Under capitalism, the tremendous achievements that science has contributed to society
has been applied in an irrational and unplanned manner. The inherent
contradictions, antagonisms and the competition of interests makes
capitalism absolutely incapable of developing adequate safeguards
against global warming and its harmful effects. Is it not possible to
be a “caring” capitalist making huge profits to be concerned for
the environment. The fact is that capitalism can never go “green”
or be “ethical” and can never save the planet. Competition and
market forces squeezes profits and strangles ethics which fails to
create stable, sustainable relationships because it is unplanned and
because it is driven by the crude search for profits. The short term
interests of particular capitalists will always prevail over the
welfare of communities and eco-systems.
There’s
a lot at stake for the capitalist class, investments and profits, and
those at the helm have poured millions into the creation and
promotion of business-friendly “solutions”, entailing a level of
commitment and coordination that is beyond the system's capability. A
global economy that requires constant expansion of production and
increasing exploitation of finite resources requires to be transformed
at its roots, not tinkered with. Capitalism has never got any kinder.
Challenging the rule of capital — based as it is on the cheapest
and fastest exploitation of labour and nature and the endless
expansion of exchange value — and the creation of a social
democracy, is at the core of this necessary transformation.
Capitalism
compromises our relation to nature. All production decisions are made
by a tiny handful of capitalists, not in the interests of humanity,
but purely for profit. Environmental concerns are ignored in the
short term scramble for profit. The vast majority of the population
who want to live in a safe, healthy world, and to enjoy nature, have
no control over decisions that affect our lives. The market can never
be harnessed to develop a harmonious relationship with nature.

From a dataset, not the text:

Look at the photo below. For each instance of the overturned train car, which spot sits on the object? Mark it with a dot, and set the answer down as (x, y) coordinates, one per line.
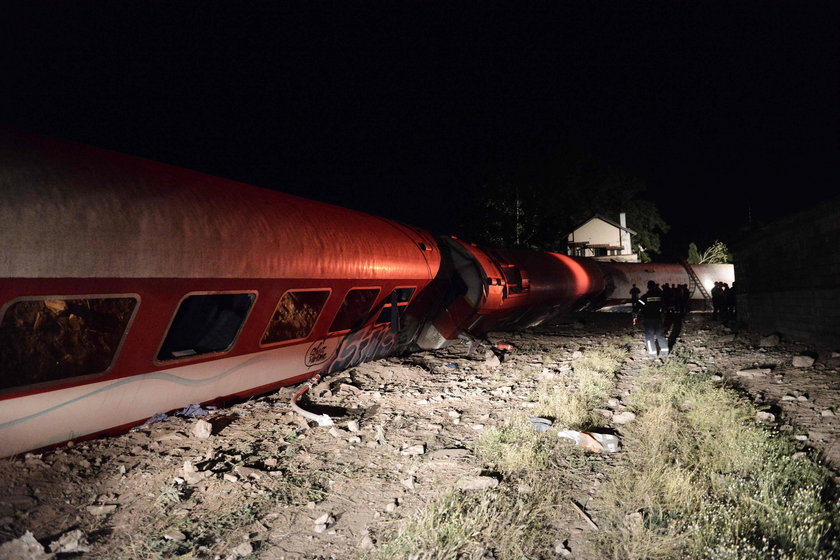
(129, 287)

Because it depends on the exploitation of most of humanity, it must
keep us subjected. Because its motor force is profit, it will result
in the blind destruction of the environment.
Modern
technology is not in itself destructive. The new industries are much
cleaner than previous technologies while actually cutting energy
consumption. The new technologies that have developed under
capitalism have widened the experience of millions round the world,
drawing them away from the narrow drudgery of peasant existence and
improved living conditions in vast areas of the globe, and made
different ideas and culture available to nearly everybody, almost
everywhere. Without modern techniques it simply would not be possible
to feed current population levels.
The fact is, though, that such
measures have not been used to abolish hunger once and for all.